SPECIALE THE COUNSELOR – Il diamante imperfetto
Il noir contemporaneo è ormai confinato in una road to nowhere impenetrabile, dove quel prezioso diamante che filtrava i perturbanti chiaroscuri della Storia non può più riflettere le grandi ideologie novecentesche (Chandler, Cain, Hammett…) ma solo il cinema stesso, come unica/ultima/sopravvissuta immagine capace di produrre un pensiero dalle superfici
Si esce interdetti dalla visione di The Counselor. Prima “sceneggiatura originale” del più celebrato scrittore americano contemporaneo, data in pasto al regista/ghepardo più famelico e industriale degli ultimi trent’anni di cinema hollywoodiano. Si esce dalla sala incredibilmente sorpresi (che bella cosa da dire, oggi!), in-consapevoli di aver visto un film in-volontariamente in-compiuto, una sorta di enorme pilot di una serie che non ci sarà (o che c’è già stata…).

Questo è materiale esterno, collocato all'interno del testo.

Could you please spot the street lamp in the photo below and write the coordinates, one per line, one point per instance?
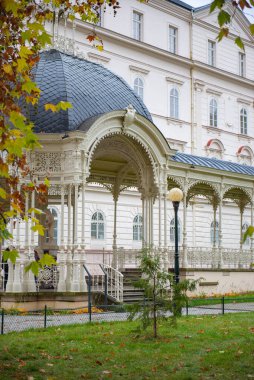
(175, 195)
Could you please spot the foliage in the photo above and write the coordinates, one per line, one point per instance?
(225, 17)
(163, 298)
(23, 36)
(203, 347)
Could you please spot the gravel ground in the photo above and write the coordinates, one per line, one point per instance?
(33, 321)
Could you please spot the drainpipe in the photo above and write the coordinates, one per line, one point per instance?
(192, 85)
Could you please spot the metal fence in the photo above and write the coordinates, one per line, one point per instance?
(20, 319)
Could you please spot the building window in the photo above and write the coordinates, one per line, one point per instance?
(214, 233)
(174, 103)
(137, 228)
(213, 122)
(139, 87)
(244, 229)
(242, 64)
(172, 230)
(172, 39)
(243, 121)
(137, 22)
(211, 53)
(97, 226)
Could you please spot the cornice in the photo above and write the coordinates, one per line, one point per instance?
(244, 101)
(138, 69)
(174, 81)
(222, 73)
(201, 170)
(99, 57)
(213, 92)
(158, 52)
(219, 131)
(171, 8)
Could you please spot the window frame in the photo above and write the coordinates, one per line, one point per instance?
(97, 223)
(242, 64)
(172, 38)
(137, 26)
(211, 53)
(137, 228)
(174, 103)
(137, 87)
(172, 230)
(213, 113)
(245, 226)
(243, 121)
(217, 231)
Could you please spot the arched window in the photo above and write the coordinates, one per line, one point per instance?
(213, 113)
(97, 226)
(245, 155)
(174, 103)
(139, 87)
(53, 225)
(137, 228)
(214, 233)
(172, 230)
(244, 228)
(244, 121)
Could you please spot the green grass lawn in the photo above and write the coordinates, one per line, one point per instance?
(209, 347)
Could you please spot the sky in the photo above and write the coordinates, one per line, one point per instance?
(199, 3)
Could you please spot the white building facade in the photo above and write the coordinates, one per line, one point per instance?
(200, 97)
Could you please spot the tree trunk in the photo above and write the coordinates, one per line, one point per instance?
(154, 310)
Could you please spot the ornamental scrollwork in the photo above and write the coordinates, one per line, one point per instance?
(49, 162)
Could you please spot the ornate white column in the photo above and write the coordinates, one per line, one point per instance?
(114, 245)
(83, 284)
(241, 208)
(144, 233)
(69, 245)
(29, 282)
(220, 232)
(61, 259)
(75, 284)
(185, 258)
(165, 216)
(17, 285)
(252, 237)
(75, 212)
(159, 221)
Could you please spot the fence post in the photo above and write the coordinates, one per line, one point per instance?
(2, 322)
(45, 316)
(223, 305)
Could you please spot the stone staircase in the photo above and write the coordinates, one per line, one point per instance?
(130, 293)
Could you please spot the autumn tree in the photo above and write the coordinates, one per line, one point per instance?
(23, 36)
(163, 297)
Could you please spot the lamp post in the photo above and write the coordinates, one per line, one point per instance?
(175, 195)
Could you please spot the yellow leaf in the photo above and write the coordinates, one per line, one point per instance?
(50, 107)
(7, 69)
(22, 65)
(2, 193)
(25, 52)
(99, 47)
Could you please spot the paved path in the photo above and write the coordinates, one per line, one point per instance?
(24, 322)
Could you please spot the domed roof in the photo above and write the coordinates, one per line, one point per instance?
(90, 88)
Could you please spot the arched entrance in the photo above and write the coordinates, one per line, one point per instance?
(126, 150)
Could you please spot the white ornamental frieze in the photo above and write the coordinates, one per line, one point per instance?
(49, 162)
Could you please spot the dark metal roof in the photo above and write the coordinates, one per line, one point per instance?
(213, 163)
(181, 4)
(90, 88)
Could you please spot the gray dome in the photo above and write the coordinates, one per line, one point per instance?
(90, 88)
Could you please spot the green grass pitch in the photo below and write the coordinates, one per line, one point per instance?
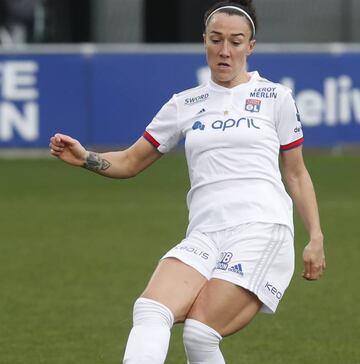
(76, 249)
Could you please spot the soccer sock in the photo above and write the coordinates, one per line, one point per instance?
(202, 343)
(148, 341)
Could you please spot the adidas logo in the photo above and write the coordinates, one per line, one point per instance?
(236, 269)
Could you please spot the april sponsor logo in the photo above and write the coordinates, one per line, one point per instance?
(232, 123)
(19, 109)
(336, 103)
(273, 290)
(224, 261)
(196, 99)
(192, 250)
(264, 93)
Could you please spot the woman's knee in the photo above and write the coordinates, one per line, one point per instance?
(225, 307)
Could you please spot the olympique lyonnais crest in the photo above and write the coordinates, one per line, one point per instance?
(252, 105)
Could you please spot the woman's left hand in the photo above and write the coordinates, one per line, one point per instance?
(314, 259)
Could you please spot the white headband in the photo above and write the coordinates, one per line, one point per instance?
(234, 8)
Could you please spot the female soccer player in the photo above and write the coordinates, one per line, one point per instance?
(237, 257)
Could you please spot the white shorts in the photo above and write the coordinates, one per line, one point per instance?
(255, 256)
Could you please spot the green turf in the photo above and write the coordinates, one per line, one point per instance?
(76, 250)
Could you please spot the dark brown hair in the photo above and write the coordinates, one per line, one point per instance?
(245, 5)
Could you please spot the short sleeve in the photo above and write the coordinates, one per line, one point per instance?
(288, 126)
(163, 131)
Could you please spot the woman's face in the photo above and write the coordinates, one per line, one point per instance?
(227, 43)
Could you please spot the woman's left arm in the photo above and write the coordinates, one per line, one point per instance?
(301, 189)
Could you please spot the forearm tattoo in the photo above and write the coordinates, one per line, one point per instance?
(95, 163)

Un film che configura un'abissale orizzontalità cognitiva e narrativa, che non ha mai bisogno di ulteriori “interpretazioni”, anche in un tempo (il nostro) dove ogni esperienza richiede kafkiani libretti d’istruzioni a priori o sfiancanti ragionamenti teorici a posteriori.
E allora eccolo il campione del postmoderno anni '80, quello dei rimandi di secondo e terzo grado, il cineasta videoclipparo e commerciale per eccellenza, che ha sempre dialogato solo con le sue stesse immagini “aliene” o “replicanti”…ritrovatosi nel 2014 a mettere in scena personaggi straordinariamente unidimensionali, opponendo un discorso clamorosamente di “primo” livello sul cinema, sull’immagine, sulla complessa retorica letteraria meccartiana. Scott porta tutto a galla in un processo di semplificazione estrema e di denudamento di ogni stilema di genere (questo è veramente il suo film più vicino al suo sottovalutatissimo Robin Hood, altra grande prova di scarnificazione del Mito), assumendo la felpata e “famelica” femme fatale Cameron Diaz a regista intradiegetico che guida i destini dei crudi archetipi di McCarthy senza nessuna logica razionale o teorica. "Un po’ qui un po’ là, ci si deve pur divertire nella vita" come dice John Leguizamo (uno dei tanti inutili e bellissimi camei di questo film).
Ogni inquadratura, snodo narrativo, personaggio, strumento di tortura o atto d’amore, è sempre e semplicemente ciò che appare; e ogni azione e reazione si colora così di un'imprevedibilità tutta umana (in perfetta congruenza con gli ultimi film di Greengrass o dei Wachowski) che Scott non si sogna mai di approfondire più di tanto. Il cinema diventa allora quel diamante imperfetto che Bruno Ganz consiglia con passione a Fassbender a inizio film, “noi cerchiamo imperfezioni, è questo il bello”, ma che viene gentilmente rifiutato perché è la pura verità che l’ingenuo Michael vuol regalare alla sua bella Penelope. Una ingenuità che pagherà carissima – Javier Bardem gli ride in faccia, “tu sei incredibile!" – perché qui ogni inquadratura cela ormai la placida consapevolezza che non c’è più veramente nessuna verità da scoprire oltre se stessi: "i bastioni di Orione o le Porte di Tannhauser" che il vecchio replicante Roy Batty ci imputava di non “poter nemmeno immaginare”, le abbiamo ampiamente immaginate nei successivi trent’anni. E allora l’ultima verità palese e palesata di questo preziosissimo film rimane il cinema stesso, che Ridley (tornato ormai anni fa da Tannhauser e prima di tutti) si ostina a perpetrare con sublime e anacronistica inerzia. Un film dall’inspiegabile fascino cristallino, dominato da bisogni fisici e primari, persino “troppo ginecologici per poter eccitare”.